Un cigarrillo con Lluvia
Está de madrugada. Son las 4:30 de la mañana y Lluvia, mi gata, acaba de subirse a mi cama oliendo fuertemente a ceniza de cigarrillo. No pude volver a dormirme porque me quedé pensando desde hace cuánto le dio por fumar a escondidas nuestras y qué la habría llevado, por fin, a tomar el buen vicio del fumar. Me quedo mirándola, entre el sueño, el reproche cómplice y la curiosidad. Ella me mira de la misma forma, pero en versión gato. Nos quedamos así, estáticos y entonces mi sueño se disipa completamente. Ya no puedo dejar de pensar en qué piensa Lluvia cuando fuma a escondidas nuestras y si le gusta más fumar con la pata izquierda o con la derecha, si sabe dónde se deben echar las cenizas, si se entretiene como yo viendo el humo lento trepando por los hilos de luz que arroja el bombillo del balcón, si prefiere hacerlo sola o con Bobby, mi otro gato.

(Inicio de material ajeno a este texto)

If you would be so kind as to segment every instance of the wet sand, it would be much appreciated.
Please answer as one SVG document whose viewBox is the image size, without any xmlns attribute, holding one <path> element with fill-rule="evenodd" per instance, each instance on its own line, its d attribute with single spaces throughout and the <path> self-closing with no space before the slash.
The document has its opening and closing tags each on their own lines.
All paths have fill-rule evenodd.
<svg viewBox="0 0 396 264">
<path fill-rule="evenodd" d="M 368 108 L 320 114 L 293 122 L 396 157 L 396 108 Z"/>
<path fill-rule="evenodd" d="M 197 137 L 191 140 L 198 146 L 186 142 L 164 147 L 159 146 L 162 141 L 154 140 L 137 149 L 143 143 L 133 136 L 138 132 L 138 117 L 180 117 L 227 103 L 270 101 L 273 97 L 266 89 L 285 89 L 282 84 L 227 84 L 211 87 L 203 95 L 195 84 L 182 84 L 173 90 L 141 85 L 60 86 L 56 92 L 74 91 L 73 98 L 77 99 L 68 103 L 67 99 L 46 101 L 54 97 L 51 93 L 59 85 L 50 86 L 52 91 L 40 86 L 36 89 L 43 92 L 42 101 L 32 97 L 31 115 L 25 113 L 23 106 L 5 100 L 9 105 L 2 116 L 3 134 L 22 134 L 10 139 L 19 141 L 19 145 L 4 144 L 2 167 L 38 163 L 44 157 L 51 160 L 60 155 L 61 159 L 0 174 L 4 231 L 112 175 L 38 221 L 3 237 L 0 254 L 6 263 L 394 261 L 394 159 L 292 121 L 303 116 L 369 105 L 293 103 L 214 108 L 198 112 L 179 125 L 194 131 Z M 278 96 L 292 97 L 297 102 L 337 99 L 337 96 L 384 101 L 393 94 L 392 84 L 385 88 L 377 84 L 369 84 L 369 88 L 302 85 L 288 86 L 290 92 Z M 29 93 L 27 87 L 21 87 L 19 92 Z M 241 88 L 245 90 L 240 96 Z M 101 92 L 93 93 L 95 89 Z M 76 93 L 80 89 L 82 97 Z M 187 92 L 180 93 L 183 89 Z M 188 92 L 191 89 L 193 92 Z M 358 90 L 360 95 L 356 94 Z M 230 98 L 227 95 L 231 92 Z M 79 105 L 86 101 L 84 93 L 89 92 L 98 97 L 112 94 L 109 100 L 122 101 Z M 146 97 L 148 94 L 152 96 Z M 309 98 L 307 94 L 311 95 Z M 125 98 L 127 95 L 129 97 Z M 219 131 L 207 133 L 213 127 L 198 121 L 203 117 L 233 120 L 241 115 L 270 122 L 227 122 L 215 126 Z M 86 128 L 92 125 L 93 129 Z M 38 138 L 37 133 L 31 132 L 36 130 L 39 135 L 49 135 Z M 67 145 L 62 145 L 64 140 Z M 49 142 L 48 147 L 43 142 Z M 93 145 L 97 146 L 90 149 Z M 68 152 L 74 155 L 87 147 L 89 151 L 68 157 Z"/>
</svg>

El buen fumador, no el que consume 15, 20 o 25 cigarrillos diarios, sino aquel que tal vez queda satisfecho con uno o dos bien fumados, sabe que cada cigarrillo es un ritual minucioso para sopesar cada gramo de la existencia, y eso sí que se le da a los gatos. La verdad es que no sé por qué ella se había demorado tanto en empezar a fumar.
Tampoco entiendo por qué no se me había ocurrido, pero le hice la pregunta en voz alta:
¿Estabas fumando?
Me respondió con un maullido que no me dejó dudas, y luego se puso a ronronearme y a levantar mi mano derecha con su hocico húmedo. Era, obviamente, una invitación al balcón. Está temprano y esta es mi primera decisión del día, pienso. Decido seguirla a ver qué quiere, y bueno, aquí estamos, los dos, sentados tranquilamente mientras yo me fumo mi primer cigarrillo del día, y ella, su segundo.